Agora, a diferença de muitos anos entre os altos preços dos ativos e as condições econômicas mais fracas está se tornando cada vez mais insustentável. A economia mundial e os mercados estão mais próximos do pescoço de uma junção em forma de “T”. O que vai acontecer depois envolverá um grande contraste, dependendo de como os formuladores de políticas responderão. Uma maneira envolve recessão, instabilidade financeira e ações políticas ainda mais complicadas; a outra, um processo autêntico de crescimento que valide os preços elevados dos ativos de uma maneira ordenada e abra caminho para ações políticas mais construtivas.
Se os investidores ainda insistem em comprar imediatamente na queda, eles deveriam fazer isso de uma maneira bem mais diferenciada, favorecendo emissores de maior qualidade que sejam sustentados por balanços fortes. Eles deveriam também evitar trocar ativos americanos por uma exposição mais internacional que – embora mais atraente em termos de valor – é bem menos resistente à fraqueza econômica global.
Para os demais, que provavelmente são a maioria dos investidores, eles deveriam considerar que este último choque para os fundamentos poderá se mostrar grave o suficiente para deslocar por um tempo a condição de “bull market” que tem sido tão importante para esse rali histórico das ações.

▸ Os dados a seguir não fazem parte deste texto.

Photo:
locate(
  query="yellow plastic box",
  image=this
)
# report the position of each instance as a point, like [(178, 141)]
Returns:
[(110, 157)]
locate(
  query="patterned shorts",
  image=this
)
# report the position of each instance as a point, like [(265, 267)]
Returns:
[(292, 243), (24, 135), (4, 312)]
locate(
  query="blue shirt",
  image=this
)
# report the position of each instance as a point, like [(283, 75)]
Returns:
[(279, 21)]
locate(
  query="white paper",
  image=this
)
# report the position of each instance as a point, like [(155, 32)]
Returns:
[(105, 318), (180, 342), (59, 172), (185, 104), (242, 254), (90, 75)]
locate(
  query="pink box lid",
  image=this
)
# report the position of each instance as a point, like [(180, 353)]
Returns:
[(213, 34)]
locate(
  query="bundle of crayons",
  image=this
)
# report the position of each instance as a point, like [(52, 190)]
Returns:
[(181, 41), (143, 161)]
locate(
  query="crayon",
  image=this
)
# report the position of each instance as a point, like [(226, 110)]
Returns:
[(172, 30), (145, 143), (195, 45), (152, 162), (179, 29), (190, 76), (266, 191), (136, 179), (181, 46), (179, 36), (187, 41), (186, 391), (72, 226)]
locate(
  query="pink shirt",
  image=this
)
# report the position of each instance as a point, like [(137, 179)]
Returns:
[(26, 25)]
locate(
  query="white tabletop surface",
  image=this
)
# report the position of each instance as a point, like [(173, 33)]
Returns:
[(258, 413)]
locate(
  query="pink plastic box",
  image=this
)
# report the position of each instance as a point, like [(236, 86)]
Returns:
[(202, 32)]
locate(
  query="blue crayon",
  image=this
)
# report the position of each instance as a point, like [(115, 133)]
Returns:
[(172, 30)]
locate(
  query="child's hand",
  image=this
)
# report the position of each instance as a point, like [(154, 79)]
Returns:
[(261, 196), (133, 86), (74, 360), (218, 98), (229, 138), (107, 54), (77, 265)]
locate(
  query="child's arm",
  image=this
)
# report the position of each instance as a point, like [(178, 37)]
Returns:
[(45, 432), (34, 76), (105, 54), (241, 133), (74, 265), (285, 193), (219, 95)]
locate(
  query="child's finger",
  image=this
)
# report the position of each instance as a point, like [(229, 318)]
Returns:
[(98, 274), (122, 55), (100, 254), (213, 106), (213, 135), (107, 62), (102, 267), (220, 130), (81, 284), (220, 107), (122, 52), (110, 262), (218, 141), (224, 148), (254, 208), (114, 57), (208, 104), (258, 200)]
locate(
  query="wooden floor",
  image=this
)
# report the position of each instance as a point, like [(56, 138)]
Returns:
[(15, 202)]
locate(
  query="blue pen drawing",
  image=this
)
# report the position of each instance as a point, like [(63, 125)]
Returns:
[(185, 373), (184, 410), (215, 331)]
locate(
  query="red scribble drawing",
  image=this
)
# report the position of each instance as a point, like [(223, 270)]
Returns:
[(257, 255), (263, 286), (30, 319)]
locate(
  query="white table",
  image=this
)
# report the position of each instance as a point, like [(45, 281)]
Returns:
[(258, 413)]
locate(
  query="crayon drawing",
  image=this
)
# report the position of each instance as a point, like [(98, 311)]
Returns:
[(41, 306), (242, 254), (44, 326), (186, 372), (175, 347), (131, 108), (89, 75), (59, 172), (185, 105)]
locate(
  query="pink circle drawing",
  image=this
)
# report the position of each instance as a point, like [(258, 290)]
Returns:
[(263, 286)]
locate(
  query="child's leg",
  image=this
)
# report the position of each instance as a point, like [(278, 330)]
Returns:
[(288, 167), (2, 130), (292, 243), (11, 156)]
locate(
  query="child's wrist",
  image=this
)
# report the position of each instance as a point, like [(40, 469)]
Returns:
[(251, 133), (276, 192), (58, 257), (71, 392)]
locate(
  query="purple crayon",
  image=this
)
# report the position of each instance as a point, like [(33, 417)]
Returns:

Como os efeitos econômicos negativos do vírus ainda terão de ser suficientemente absorvidos pelos mercados, isso também pede uma atenção imediata muito maior para as possíveis vulnerabilidades dos portfólios, na forma de risco de liquidez e patrimônio. (Tradução de Mário Zamarian /Valor Econômico – 04/02/2020)
Mohamed El-Erian é o principal assessor econômico da Allianz e presidente eleito do Queens’ College da Universidade de Cambridge.